Right. I didn’t think they were as good as the Loquendo site either, but certainly understandable. As these technologies improve, a myriad of creative, market, and technology questions arise.
My friend Brett Bumeter, the man who helped me build this WordPress blog you’re reading right now, and a self-avowed student of artificial speech… had this to say about acceptance of this level of quality as it relates to price-point:
“I think the pricing of the platform is the thing that essentially secures a temporary safe place for voice actors. The price points for using an emotional voice are not all that different from lower end price points for voice actors. Voice actors on the higher end . . . well . . . they are on the higher end sometimes for a reason.

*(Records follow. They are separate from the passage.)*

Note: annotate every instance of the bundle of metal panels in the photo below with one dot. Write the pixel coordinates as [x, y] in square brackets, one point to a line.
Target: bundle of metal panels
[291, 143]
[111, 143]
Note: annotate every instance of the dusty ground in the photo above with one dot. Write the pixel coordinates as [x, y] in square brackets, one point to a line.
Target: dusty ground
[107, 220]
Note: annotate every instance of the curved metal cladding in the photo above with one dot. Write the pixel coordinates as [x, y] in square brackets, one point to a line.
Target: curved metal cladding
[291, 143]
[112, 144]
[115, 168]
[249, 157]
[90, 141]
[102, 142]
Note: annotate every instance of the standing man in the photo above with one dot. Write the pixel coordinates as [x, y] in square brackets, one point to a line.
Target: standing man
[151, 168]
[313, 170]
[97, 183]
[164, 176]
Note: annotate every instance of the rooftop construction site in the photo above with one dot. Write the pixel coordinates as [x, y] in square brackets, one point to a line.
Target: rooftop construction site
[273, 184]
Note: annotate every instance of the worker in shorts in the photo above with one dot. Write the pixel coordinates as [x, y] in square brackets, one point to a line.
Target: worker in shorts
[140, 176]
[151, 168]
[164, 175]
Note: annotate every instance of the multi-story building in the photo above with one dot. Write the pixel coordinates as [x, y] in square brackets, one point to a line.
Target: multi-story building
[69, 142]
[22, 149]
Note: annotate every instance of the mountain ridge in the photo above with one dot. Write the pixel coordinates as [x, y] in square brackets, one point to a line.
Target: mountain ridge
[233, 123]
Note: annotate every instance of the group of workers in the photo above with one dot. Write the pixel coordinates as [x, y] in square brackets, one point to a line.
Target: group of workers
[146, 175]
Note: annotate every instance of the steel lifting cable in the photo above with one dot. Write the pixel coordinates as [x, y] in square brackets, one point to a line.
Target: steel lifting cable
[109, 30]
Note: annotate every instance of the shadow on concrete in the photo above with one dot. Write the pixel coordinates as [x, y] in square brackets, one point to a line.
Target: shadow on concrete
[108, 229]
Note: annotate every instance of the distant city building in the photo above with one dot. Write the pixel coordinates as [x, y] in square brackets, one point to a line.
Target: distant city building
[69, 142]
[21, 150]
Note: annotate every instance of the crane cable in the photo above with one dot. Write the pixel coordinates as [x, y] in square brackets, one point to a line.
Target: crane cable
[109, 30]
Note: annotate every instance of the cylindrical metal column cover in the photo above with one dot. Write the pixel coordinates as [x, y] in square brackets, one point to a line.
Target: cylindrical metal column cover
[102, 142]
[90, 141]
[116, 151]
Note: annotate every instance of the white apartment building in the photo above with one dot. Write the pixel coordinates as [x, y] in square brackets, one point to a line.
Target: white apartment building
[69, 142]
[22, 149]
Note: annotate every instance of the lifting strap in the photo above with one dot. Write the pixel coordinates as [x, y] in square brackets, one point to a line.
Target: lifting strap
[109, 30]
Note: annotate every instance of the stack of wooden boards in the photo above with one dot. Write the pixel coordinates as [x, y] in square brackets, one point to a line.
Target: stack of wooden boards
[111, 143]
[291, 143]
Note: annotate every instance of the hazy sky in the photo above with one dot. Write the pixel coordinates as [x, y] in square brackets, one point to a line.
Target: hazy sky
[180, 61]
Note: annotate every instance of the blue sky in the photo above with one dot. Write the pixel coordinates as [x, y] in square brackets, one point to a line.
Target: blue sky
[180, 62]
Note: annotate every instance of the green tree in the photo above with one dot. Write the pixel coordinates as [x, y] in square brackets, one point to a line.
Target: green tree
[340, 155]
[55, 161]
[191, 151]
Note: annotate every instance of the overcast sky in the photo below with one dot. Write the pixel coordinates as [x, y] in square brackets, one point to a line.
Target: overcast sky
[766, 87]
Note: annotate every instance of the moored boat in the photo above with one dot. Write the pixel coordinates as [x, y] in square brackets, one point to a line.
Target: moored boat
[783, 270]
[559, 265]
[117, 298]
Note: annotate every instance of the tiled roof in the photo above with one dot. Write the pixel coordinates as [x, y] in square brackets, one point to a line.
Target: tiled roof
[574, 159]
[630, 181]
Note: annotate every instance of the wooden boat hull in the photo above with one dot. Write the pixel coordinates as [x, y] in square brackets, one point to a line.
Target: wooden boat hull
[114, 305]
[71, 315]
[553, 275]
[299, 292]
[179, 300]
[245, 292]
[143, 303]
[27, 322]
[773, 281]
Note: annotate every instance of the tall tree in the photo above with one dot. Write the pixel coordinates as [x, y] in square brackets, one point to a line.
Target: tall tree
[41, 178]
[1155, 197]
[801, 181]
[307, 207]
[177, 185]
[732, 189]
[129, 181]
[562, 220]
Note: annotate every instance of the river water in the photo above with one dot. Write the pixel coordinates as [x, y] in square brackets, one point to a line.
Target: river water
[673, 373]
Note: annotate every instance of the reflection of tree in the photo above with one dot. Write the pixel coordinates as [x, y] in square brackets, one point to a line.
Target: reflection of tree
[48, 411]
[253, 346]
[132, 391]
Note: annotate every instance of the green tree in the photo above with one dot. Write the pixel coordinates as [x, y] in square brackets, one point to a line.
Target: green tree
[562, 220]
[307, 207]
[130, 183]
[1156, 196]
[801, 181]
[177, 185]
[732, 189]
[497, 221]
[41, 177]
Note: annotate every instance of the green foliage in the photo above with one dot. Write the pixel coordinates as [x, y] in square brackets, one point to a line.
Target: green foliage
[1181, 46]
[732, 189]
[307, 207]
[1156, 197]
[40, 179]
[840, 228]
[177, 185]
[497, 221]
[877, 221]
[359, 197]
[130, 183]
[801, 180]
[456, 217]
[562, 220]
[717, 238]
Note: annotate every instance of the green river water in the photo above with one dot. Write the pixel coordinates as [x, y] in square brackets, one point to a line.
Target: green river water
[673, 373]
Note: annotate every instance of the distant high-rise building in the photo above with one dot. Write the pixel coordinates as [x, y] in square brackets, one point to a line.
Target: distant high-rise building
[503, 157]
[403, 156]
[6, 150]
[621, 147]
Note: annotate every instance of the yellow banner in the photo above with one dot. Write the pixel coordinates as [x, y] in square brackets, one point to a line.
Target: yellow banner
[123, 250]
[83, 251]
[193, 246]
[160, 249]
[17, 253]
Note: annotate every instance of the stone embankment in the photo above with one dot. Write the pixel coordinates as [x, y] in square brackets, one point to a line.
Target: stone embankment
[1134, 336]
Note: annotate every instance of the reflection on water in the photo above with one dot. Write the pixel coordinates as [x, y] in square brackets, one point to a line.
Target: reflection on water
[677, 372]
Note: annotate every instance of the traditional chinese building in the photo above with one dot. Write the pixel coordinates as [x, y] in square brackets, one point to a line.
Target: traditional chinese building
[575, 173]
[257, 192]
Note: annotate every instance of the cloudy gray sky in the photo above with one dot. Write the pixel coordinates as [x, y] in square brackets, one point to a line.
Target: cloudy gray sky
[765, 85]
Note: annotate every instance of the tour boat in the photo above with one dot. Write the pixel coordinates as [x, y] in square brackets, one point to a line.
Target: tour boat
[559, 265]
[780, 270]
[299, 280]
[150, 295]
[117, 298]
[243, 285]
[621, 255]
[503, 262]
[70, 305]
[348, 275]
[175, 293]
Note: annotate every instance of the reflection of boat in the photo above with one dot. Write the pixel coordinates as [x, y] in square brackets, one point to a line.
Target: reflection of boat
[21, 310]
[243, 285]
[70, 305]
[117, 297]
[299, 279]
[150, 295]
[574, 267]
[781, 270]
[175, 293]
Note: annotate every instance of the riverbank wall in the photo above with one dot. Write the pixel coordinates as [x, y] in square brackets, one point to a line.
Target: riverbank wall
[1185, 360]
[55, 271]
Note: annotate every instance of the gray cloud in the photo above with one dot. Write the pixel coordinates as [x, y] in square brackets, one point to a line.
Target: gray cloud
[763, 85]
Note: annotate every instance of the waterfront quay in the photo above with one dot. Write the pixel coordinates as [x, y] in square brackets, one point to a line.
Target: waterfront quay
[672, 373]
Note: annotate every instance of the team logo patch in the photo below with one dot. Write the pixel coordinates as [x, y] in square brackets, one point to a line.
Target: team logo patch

That said, I think the writing is on the wall, or at least on my computer screen, this will definitely be a force to contend with in the next 5 years.
If that price point comes down by half or if the quality goes up by another 20% or the application to convert text to voice becomes even easier (thus saving time for the ‘producer’ and saving money that way), then voice acting price arbitrage will open up to synthesized voices for sure.”
Fellow voice-actor Peter Drew made these observations:
“Audiobook producers will certainly hold out longer against using synthetic voices. The more immediate concern is the industrial/corporation market and retail marketing on the Web via video. Why pay someone to read an already dull script to accompany a human resources video on the latest changes to the company’s benefits package? With hi-def hand-held cameras and desktop video production, many small retailers can make their own videos or contract a local agency to crank out a video for little money, saving even more by using a “voice in a box.”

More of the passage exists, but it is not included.